United Parcel Service (UPS -1.09%) is often seen as an economic bellwether, and for good reason. The package delivery, shipping, and logistics provider is a global titan that provides a good reading on the health of the consumer, the e-commerce industry, and businesses as measured by freight volumes. Based on its latest guidance, things look cautiously optimistic.
UPS continues to separate itself from its peers by offering superior services that command a premium price. Here's why UPS stock is worth buying now.
UPS just had an impeccable quarter
UPS' third quarter had just about everything investors could have hoped for. Strong margins, a little bit of growth even relative to a red-hot Q3 2021, and the confidence that UPS is on track to meet its 2022 goals.
The biggest highlight from the quarter was that UPS reaffirmed its full-year 2022 guidance for record revenue of $102 billion, an operating margin of 13.7%, and return on invested capital (ROIC) above 30%. For context, if UPS hits its goals it would mark a 10-year high operating margin and close to a 10-year high in ROIC.
Meeting expectations during an uncertain time illustrates UPS' accurate forecasting, as well as its ability to operate a high-margin business and pass along inflation-related costs to its customers.
Diving into UPS' high margins
On its Q3 earnings call, UPS indicated some weakness in its international business. International earnings were negatively impacted by a strong U.S. dollar, which dilutes revenue made overseas. Given these headwinds, it's all the more impressive that UPS is still on track to produce its highest annual operating margin in a decade.
UPS attributed its strong operating margin to its ability to raise prices to offset headwinds such as high fuel and labor costs, other inflation-related costs, and the strong U.S. dollar. UPS' superior profitability is no accident. Over the last few years, it has expanded routes and improved the quality of its services to residential customers and businesses. Small and medium-sized businesses now make up 28.3% of total U.S. volume. And it expects to generate $10 billion in healthcare revenue by 2023. UPS also said that it led its peers in quality of service during the last four holiday (peak) seasons, which justifies its price increases.
Staying disciplined
Despite its strong guidance for 2022, UPS could be in for a challenging time in 2023, both in terms of comps and if package delivery volumes decline. While UPS can't control the economic cycle, it can control the steps it takes to navigate a downturn.

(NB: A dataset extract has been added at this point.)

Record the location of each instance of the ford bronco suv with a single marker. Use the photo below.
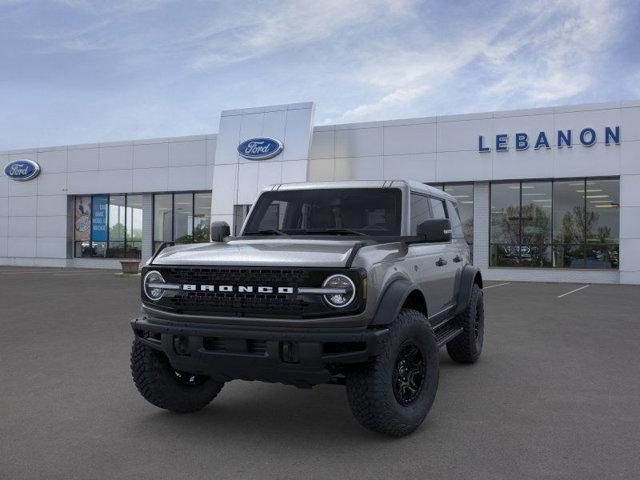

A good way to gauge a company's attitude toward challenges is to listen to the earnings call and see how management responds to questions that are similar to the ones you have as an investor. For me, I want to make sure that UPS doesn't over-hire during the peak season this holiday quarter in case consumer spending is lower, and make sure it isn't planning to ramp capital expenditures or over-expand and then have to cut costs. After all, it's far easier for a company to scale up during a downturn than cut back.
Arguably the most important portion of the UPS Q3 earnings call was how CEO Carol Tome responded to an analyst question regarding the company's expectations heading into 2023. Carol Tomé said the following:
Well, maybe I'll start with just a philosophical approach to building a plan for '23. ... So first, this is a very interesting time to be building a financial plan because there is so much uncertainty. There's economic uncertainty, there is geopolitical uncertainty. We do have a contract that's coming up for renewal next year as well. So there's a lot of uncertainty, but here's our philosophical approach to building the plan. One, we're going to stay on strategy because we believe that we should invest through whatever comes our way, so that we can continue to improve the customer experience, as well as the employee experience. So we're going to stay on strategy. We're going to build more agility into our plan than we've seen before, and I would say we're pretty agile today. Well, we're going to -- we have to be able to turn on a dime, and so we're going to build agility into the plan. We're going to build a plan of conservatism because if you're too optimistic, then your expenses are too high and then there's a whole bunch of wood you have to chop to get those expenses out. So we'll plan conservatively, and we'll factor into the plan some of the challenges that will come our way as a result of higher interest rates and what that may mean to our pension.
In sum, UPS is taking a cautiously optimistic approach to 2023. It's worth noting that UPS kept a tight lid on capital expenditures in 2021 and 2022 despite a strong 2020. So the company has a track record for not over-expanding, even when it has the means to do so.
A dividend backed by ample free cash flow
An even-keeled spending plan supports strong free cash flow and a high-quality dividend. Earlier this year, UPS raised its dividend by 49%. The stock currently yields 3.7%, which is far above the S&P 500 dividend yield of 1.8%.
UPS' free cash flow for the first three quarters of 2022 was $8.5 billion, which was more than double the $3.8 billion it paid in dividends. And that includes the massive dividend raise earlier in the year.
A reliable long-term buy
UPS stock is a worthwhile investment because the company has a track record of capturing upside and effectively managing whatever challenges come its way. UPS is best in breed in terms of its management team, the company's efficiency, and its unparalleled resources. And the stock's 3.7% dividend yield is a sizable source of passive income -- adding a cherry on top of a fundamentally strong business.